Il convient donc de la débouter de sa demande de versement de la somme de 8 000 euros de dommages-intérêts en réparation de son préjudice moral lié à la résistance abusive de la société et à sa particulière mauvaise foi et déloyauté.
5. Sur les demandes accessoires
En application des dispositions de l’article 696 du code de procédure civile, il convient, infirmant le jugement entrepris sur les dépens, de condamner Mme [L] aux dépens de première instance, y ajoutant, sa condamnation aux dépens d’appel.
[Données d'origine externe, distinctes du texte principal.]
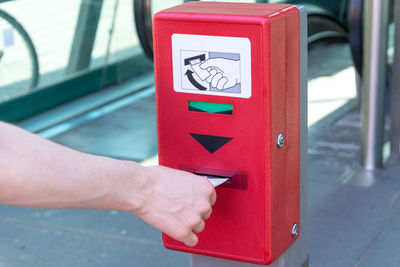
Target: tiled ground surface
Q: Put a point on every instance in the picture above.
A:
(349, 225)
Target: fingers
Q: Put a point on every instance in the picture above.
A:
(200, 227)
(215, 79)
(213, 198)
(221, 83)
(207, 214)
(212, 74)
(211, 62)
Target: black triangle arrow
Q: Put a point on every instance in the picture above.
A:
(210, 142)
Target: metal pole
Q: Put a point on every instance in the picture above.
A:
(374, 82)
(395, 98)
(85, 35)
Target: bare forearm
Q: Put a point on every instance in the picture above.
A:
(38, 173)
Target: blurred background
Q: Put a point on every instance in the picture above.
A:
(80, 73)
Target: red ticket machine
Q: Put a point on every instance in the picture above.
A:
(227, 90)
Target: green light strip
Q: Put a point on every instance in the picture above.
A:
(210, 107)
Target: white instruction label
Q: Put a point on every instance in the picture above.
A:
(212, 65)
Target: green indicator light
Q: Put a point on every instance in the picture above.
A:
(208, 107)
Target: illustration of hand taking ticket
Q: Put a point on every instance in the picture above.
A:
(213, 71)
(221, 73)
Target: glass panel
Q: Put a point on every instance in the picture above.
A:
(46, 42)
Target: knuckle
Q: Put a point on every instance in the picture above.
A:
(204, 207)
(195, 220)
(182, 233)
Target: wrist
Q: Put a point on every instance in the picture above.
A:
(132, 187)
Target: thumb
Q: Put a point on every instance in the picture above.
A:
(211, 62)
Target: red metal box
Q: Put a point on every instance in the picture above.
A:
(227, 85)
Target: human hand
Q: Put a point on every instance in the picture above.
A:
(224, 73)
(177, 203)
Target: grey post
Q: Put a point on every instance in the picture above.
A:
(85, 35)
(374, 82)
(297, 254)
(395, 98)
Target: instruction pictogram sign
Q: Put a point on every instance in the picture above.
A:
(212, 65)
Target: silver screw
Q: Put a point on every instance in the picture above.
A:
(280, 140)
(295, 230)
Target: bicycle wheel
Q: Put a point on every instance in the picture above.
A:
(19, 66)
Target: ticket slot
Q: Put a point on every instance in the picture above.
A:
(237, 180)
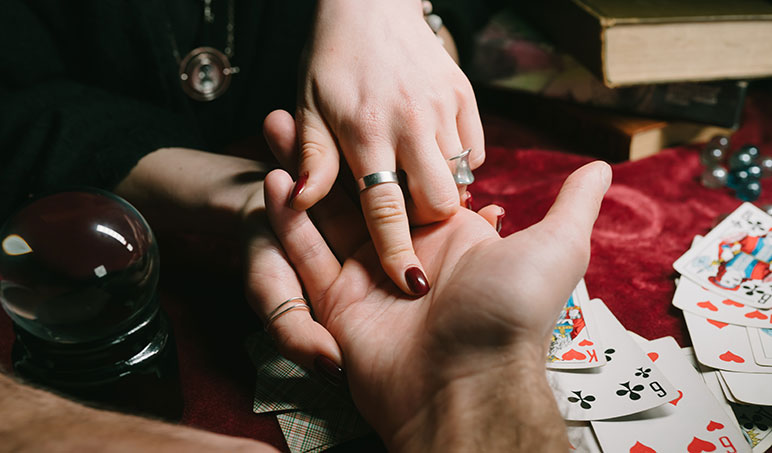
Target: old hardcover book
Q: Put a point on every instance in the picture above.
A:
(629, 42)
(511, 54)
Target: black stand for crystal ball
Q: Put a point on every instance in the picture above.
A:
(136, 371)
(78, 278)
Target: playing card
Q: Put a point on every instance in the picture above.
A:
(749, 388)
(690, 297)
(581, 438)
(734, 258)
(628, 383)
(711, 379)
(693, 421)
(756, 423)
(574, 340)
(725, 389)
(761, 345)
(721, 345)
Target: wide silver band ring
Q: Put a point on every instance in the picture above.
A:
(284, 308)
(379, 177)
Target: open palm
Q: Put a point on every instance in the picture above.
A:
(492, 299)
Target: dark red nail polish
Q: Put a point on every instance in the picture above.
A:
(300, 184)
(416, 281)
(329, 370)
(468, 200)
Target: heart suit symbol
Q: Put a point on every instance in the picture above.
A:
(698, 445)
(755, 314)
(707, 305)
(732, 303)
(712, 426)
(573, 354)
(718, 324)
(729, 357)
(640, 448)
(675, 401)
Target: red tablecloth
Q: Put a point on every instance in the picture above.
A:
(651, 212)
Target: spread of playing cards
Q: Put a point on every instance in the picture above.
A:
(619, 392)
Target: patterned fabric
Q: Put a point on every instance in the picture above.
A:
(313, 415)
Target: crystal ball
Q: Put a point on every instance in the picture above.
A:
(78, 266)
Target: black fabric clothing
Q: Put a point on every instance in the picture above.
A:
(88, 87)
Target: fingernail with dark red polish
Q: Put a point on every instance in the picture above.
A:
(300, 184)
(500, 220)
(329, 370)
(416, 281)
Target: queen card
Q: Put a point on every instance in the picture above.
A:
(734, 259)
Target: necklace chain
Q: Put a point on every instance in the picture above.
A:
(230, 28)
(205, 72)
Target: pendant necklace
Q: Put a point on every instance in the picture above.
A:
(205, 72)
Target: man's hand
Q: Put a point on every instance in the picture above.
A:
(34, 420)
(429, 372)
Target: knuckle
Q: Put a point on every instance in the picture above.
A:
(442, 209)
(384, 209)
(311, 149)
(478, 157)
(366, 124)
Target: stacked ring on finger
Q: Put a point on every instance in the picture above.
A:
(283, 309)
(463, 174)
(379, 177)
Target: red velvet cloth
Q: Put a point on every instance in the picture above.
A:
(651, 212)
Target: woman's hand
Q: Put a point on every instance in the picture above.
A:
(380, 88)
(468, 357)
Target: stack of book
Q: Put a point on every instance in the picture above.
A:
(623, 79)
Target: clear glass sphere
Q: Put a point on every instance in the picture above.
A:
(78, 266)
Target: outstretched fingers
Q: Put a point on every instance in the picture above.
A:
(274, 293)
(318, 161)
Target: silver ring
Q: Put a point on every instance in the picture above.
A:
(280, 311)
(463, 174)
(379, 177)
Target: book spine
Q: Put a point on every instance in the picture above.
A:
(512, 55)
(716, 103)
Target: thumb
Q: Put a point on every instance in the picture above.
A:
(578, 203)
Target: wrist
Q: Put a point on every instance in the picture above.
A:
(506, 407)
(186, 190)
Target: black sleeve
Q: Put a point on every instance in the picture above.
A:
(57, 130)
(464, 18)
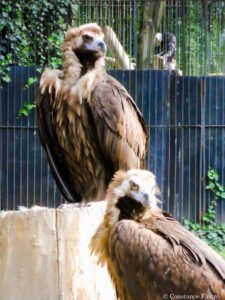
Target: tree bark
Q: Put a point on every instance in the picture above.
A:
(151, 17)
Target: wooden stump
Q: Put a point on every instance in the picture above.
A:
(44, 255)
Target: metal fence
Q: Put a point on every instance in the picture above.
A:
(186, 119)
(32, 34)
(185, 115)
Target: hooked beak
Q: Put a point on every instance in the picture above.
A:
(97, 45)
(143, 198)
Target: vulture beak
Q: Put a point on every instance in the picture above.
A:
(142, 197)
(97, 45)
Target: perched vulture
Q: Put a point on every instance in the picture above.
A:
(89, 125)
(149, 255)
(165, 49)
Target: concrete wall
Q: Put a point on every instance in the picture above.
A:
(44, 255)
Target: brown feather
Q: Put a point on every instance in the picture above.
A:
(149, 254)
(95, 126)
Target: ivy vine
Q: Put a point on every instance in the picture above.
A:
(209, 231)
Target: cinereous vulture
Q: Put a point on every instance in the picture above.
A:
(149, 255)
(89, 125)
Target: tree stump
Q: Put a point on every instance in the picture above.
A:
(44, 255)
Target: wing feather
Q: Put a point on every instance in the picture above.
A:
(121, 129)
(152, 262)
(50, 143)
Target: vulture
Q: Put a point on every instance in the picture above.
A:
(150, 255)
(89, 125)
(166, 48)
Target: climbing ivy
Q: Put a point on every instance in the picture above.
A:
(208, 230)
(31, 32)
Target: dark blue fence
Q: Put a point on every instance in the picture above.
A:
(186, 119)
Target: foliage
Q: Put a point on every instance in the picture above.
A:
(26, 109)
(32, 31)
(4, 67)
(209, 231)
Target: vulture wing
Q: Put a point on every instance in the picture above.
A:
(153, 260)
(50, 143)
(121, 129)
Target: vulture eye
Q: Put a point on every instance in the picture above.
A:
(134, 186)
(87, 38)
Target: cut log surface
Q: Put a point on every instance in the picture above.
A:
(44, 255)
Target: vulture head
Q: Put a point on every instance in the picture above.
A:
(130, 193)
(87, 43)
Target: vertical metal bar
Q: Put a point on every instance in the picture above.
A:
(135, 28)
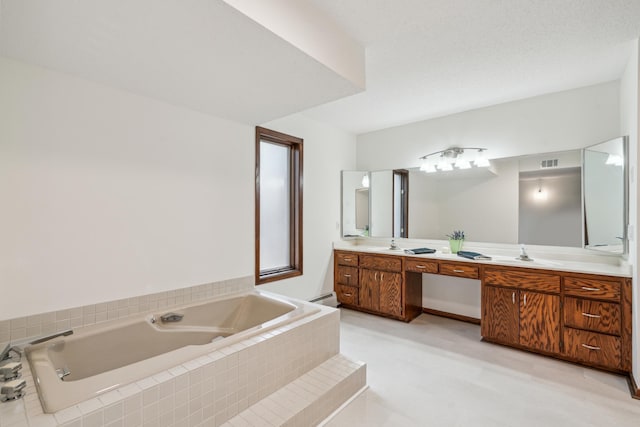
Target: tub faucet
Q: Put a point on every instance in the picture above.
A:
(6, 353)
(12, 390)
(171, 317)
(523, 254)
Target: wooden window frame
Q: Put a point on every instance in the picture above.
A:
(295, 181)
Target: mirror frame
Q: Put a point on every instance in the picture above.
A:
(625, 197)
(625, 219)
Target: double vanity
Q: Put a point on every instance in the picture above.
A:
(576, 311)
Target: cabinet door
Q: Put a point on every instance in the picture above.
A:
(369, 293)
(500, 314)
(391, 293)
(540, 321)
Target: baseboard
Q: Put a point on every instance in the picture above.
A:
(451, 315)
(633, 387)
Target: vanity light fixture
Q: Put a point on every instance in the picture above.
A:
(365, 180)
(454, 157)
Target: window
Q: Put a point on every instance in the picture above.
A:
(278, 206)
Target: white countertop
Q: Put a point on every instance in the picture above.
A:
(565, 259)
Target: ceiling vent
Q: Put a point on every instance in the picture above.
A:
(551, 163)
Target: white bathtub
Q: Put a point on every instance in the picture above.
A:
(100, 358)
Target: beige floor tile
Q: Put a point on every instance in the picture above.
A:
(437, 372)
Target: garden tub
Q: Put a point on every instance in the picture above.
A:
(99, 358)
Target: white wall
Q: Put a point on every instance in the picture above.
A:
(438, 206)
(555, 220)
(629, 96)
(107, 195)
(555, 122)
(381, 202)
(549, 123)
(327, 151)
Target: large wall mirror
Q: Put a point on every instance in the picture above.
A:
(574, 198)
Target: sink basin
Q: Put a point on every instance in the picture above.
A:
(384, 249)
(518, 261)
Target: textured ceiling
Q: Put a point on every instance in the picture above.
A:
(424, 58)
(201, 54)
(430, 58)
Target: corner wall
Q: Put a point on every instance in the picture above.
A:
(109, 195)
(629, 98)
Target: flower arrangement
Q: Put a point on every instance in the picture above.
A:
(456, 235)
(456, 239)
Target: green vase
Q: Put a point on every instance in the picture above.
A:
(455, 245)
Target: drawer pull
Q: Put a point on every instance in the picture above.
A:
(590, 347)
(597, 316)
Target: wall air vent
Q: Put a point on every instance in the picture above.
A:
(551, 163)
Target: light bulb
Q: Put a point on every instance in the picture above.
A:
(540, 194)
(462, 163)
(481, 160)
(444, 165)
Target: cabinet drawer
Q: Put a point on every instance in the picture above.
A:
(421, 266)
(381, 263)
(460, 270)
(347, 258)
(592, 348)
(591, 288)
(347, 276)
(347, 294)
(523, 280)
(592, 315)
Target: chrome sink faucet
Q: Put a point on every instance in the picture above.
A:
(523, 254)
(394, 246)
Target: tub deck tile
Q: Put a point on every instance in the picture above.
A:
(89, 406)
(68, 414)
(110, 397)
(146, 383)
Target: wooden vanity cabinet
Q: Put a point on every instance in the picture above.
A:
(346, 278)
(597, 321)
(381, 284)
(579, 317)
(381, 287)
(515, 312)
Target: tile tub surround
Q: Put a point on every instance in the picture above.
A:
(206, 391)
(24, 329)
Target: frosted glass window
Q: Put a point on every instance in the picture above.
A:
(278, 206)
(275, 218)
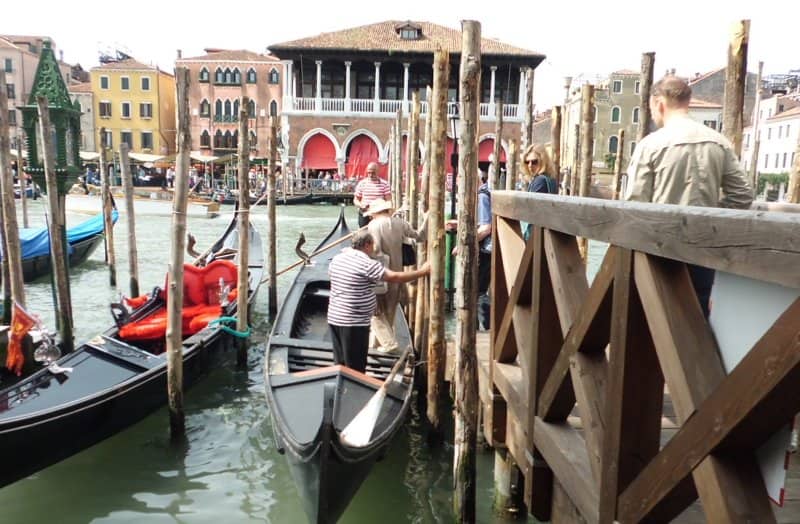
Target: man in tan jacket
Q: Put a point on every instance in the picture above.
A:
(685, 163)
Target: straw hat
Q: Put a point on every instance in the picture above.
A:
(378, 206)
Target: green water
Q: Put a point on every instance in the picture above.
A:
(229, 470)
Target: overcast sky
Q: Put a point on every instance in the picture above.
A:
(577, 36)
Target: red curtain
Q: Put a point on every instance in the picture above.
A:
(362, 151)
(319, 153)
(486, 148)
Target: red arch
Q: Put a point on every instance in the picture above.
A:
(319, 153)
(361, 151)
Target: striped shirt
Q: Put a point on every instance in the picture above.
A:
(352, 299)
(367, 190)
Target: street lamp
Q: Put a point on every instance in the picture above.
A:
(451, 269)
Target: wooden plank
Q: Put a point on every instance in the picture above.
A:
(688, 355)
(760, 245)
(565, 452)
(632, 419)
(589, 333)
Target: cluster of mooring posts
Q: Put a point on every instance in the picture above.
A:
(570, 381)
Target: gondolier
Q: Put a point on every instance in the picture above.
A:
(369, 189)
(352, 298)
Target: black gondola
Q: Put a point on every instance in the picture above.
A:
(311, 400)
(119, 377)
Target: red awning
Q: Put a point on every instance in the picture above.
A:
(361, 151)
(486, 149)
(319, 153)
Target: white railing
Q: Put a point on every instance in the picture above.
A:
(388, 107)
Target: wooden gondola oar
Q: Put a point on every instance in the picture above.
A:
(359, 430)
(315, 253)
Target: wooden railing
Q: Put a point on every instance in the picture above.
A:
(605, 350)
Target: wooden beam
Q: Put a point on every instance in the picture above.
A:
(588, 333)
(565, 452)
(692, 368)
(635, 393)
(759, 245)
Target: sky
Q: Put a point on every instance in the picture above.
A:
(578, 37)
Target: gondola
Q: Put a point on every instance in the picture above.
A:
(311, 400)
(119, 377)
(82, 240)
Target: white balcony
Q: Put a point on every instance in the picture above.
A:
(380, 108)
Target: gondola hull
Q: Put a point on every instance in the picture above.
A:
(112, 384)
(312, 400)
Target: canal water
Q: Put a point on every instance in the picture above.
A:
(229, 470)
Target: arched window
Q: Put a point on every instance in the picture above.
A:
(613, 144)
(615, 114)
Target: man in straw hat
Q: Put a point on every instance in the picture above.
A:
(389, 232)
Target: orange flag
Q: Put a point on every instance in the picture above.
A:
(21, 323)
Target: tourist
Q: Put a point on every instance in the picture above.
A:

En application des dispositions de l’article 700 du code de procédure civile, l’équité commande, infirmant le jugement entrepris, de condamner Mme [L] à payer à la société appelante la somme de 1 500 euros au titre des frais irrépétibles, non compris dans les dépens de première instance exposés par cette dernière, y ajoutant, sa condamnation paiement de la somme de 1 500 euros au titre des frais irrépétibles, non compris dans les dépens de l’instance d’appel exposés par cette dernière, et de débouter Mme [L] de sa propre demande de ce chef.
PAR CES MOTIFS
La cour, statuant par mise à disposition au greffe, après débats publics, par arrêt contradictoire, en dernier ressort,
Déboute la société Monoprix exploitation de sa prétention aux fins de voir la cour se déclarer incompétente pour statuer sur les demandes de Mme [L] ;
Déboute la société Monoprix exploitation de sa prétention aux fins de voir déclarer irrecevable Mme [L] en l’ensemble de ses demandes pour défaut d’intérêt à agir ;
Déboute la société Monoprix exploitation de sa prétention aux fins de voir déclarer irrecevable Mme [L] en sa demande de condamnation à lui payer la somme de 8 000 euros à titre de dommages-intérêts pour résistance abusive ;
Déboute Mme [L] de sa prétention aux fins de voir déclarer irrecevables les demandes de la société Monoprix exploitation visant à :
— déclarer que la société Monoprix Exploitation justifie, en tout état de cause, de l’existence d’une part, d’une cause étrangère concernant la remise d’un certificat de travail, qui n’avait pas à être modifiée en exécution du jugement, d’autre part, d’une disproportion manifeste entre le bénéfice attendu du seul certificat de travail sollicité et du montant de l’astreinte ;
— annuler l’astreinte visée dans le jugement rectificatif du 26 avril 2022 ;
— déterminer la modification sollicitée sur le certificat de travail afin de permettre à la société de connaître l’objet de la demande ;
Infirme le jugement entrepris ;
Dit n’y avoir lieu de liquider l’astreinte en l’absence de manquement de la société à ses obligations résultant de la condamnation ;
En conséquence,
Déboute Mme [L] de ses demandes aux fins de voir :
— confirmer le jugement du juge de l’exécution relatif au principe de la liquidation provisoire de l’astreinte ;
— infirmer le jugement du juge de l’exécution en ce qu’il a minoré le montant de l’astreinte provisoire à 15 euros/jour ;
— fixer le montant de l’astreinte provisoire à 50 euros/jour ;
— liquider l’astreinte provisoire à hauteur de 50 euros/jour pour la période du 26 avril 2022 au 13 septembre 2024, soit à hauteur de 43 600 euros ;
Déboute Mme [L] de sa demande de versement de la somme de 8 000 euros de dommages-intérêts en réparation de son préjudice moral ;
Condamne Mme [L] aux dépens de première instance, y ajoutant, sa condamnation aux dépens d’appel ;
Condamne M. [L] à payer à la société Monoprix exploitation la somme de 1 500 euros au titre des frais irrépétibles, non compris dans les dépens de première instance exposés par cette dernière, y ajoutant, sa condamnation paiement de la somme de 1 500 euros au titre des frais irrépétibles, non compris dans les dépens de l’instance d’appel ;
La déboute de sa propre demande de ce chef.